Libanon

Das Hisbollah-Lager triumphiert

Das Hisbollah-Lager triumphiert

Klarer Wahlentscheid im Libanon: Nach vorläufigen Ergebnissen kann die Fraktion von Hisbollah-Chef Nasrallah bei den Parlamentswahlen ihre 13 Mandate verteidigen. Alle Ämter sind schon verteilt.

Hupende Autokorsos kreuzten durch die Straßen.
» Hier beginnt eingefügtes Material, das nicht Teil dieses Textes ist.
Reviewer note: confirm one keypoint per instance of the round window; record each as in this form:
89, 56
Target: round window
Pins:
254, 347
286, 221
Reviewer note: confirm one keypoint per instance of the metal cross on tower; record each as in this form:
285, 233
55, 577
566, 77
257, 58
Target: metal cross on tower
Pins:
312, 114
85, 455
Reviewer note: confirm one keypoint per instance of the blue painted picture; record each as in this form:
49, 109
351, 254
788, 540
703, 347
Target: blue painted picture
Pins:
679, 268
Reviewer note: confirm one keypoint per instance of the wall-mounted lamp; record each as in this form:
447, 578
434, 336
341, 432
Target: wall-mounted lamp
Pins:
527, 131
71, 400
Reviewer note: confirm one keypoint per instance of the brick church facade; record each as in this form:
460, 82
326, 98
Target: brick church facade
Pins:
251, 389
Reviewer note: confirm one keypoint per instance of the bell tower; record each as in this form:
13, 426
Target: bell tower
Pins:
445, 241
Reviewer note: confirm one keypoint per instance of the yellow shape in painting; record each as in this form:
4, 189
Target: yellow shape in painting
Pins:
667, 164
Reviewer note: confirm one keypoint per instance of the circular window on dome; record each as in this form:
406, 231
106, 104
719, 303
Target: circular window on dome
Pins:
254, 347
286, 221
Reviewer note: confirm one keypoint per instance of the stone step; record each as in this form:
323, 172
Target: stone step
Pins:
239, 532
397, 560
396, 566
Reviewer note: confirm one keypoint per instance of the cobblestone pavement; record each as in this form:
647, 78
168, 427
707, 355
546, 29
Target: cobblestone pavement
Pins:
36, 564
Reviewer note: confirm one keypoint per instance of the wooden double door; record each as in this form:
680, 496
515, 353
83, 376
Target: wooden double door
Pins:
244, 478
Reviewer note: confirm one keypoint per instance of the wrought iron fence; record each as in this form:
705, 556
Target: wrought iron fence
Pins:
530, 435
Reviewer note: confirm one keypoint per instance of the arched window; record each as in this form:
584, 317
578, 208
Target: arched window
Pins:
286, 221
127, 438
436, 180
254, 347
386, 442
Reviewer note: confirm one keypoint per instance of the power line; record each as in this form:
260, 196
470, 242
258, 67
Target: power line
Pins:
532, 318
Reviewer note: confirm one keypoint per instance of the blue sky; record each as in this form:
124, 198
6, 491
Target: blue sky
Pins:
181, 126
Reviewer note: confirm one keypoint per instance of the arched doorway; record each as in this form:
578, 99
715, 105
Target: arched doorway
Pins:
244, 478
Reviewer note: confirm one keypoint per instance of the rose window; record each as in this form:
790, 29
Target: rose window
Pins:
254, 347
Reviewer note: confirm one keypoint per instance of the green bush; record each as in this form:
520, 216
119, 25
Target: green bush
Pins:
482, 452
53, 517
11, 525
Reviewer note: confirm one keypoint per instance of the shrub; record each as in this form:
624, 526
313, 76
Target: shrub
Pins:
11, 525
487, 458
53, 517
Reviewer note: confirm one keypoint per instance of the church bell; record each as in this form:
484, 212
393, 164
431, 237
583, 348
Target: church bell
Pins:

Teile von Beirut verwandelten sich nach dem Wahltag in ein Meer von gelben Hisbollah-Fahnen. „Das ist ein politischer und moralischer Sieg für uns“, sagte Hisbollah-Chef Hassan Nasrallah. Nach vorläufigen Ergebnissen konnte seine Fraktion bei den Parlamentswahlen am Sonntag ihre 13 Mandate verteidigen, zusammen mit ihren politischen Verbündeten sogar zum ersten Mal eine deutliche Mehrheit in der 128-köpfigen Volksvertretung erringen.

Bis zum Dienstagabend gab es zwar immer noch keine offiziellen Endergebnisse. Hisbollah-Gegenspieler Saad Hariri aber, der vom Westen und von Saudi-Arabien unterstützte sunnitische Premierminister, räumte seine Niederlage ein. Seine „Zukunftsbewegung“ habe zwölf ihrer bisher 33 Sitze eingebüßt – ein Verlust von 35 Prozent. Trotzdem sei er bereit, weiterhin dabei mitzuwirken, „die Stabilität im Land zu sichern und das Leben aller Libanesen zu verbessern“.
Für das Hisbollah-Lager dagegen ist dieser Wahlsieg ein mehrfacher Triumph. Alle innenpolitischen Forderungen, die Schiitenmiliz als Staat im Staat zu entwaffnen, dürften nun vom Tisch sein. Auch der siebenjährige Kriegseinsatz in Syrien, wo mehrere tausend libanesische Bewaffnete an der Seite des Assad-Regimes kämpfen, findet offenbar breite Zustimmung bei den schiitischen Libanesen. Und die Hisbollah-Schutzmacht Iran hat nach diesem Triumph bei ihrem Ringen mit dem Erzrivalen Saudi-Arabien erneut die Nase vorn. Das Ganze sei ein Sieg für die „iranische Achse“, urteilte Kassem Qassir, libanesischer Politologe, der mit der Hisbollah sympathisiert. Trotzdem werde die Hisbollah-Führung bei allen Entscheidungen das Wohl des gesamten Landes im Auge behalten.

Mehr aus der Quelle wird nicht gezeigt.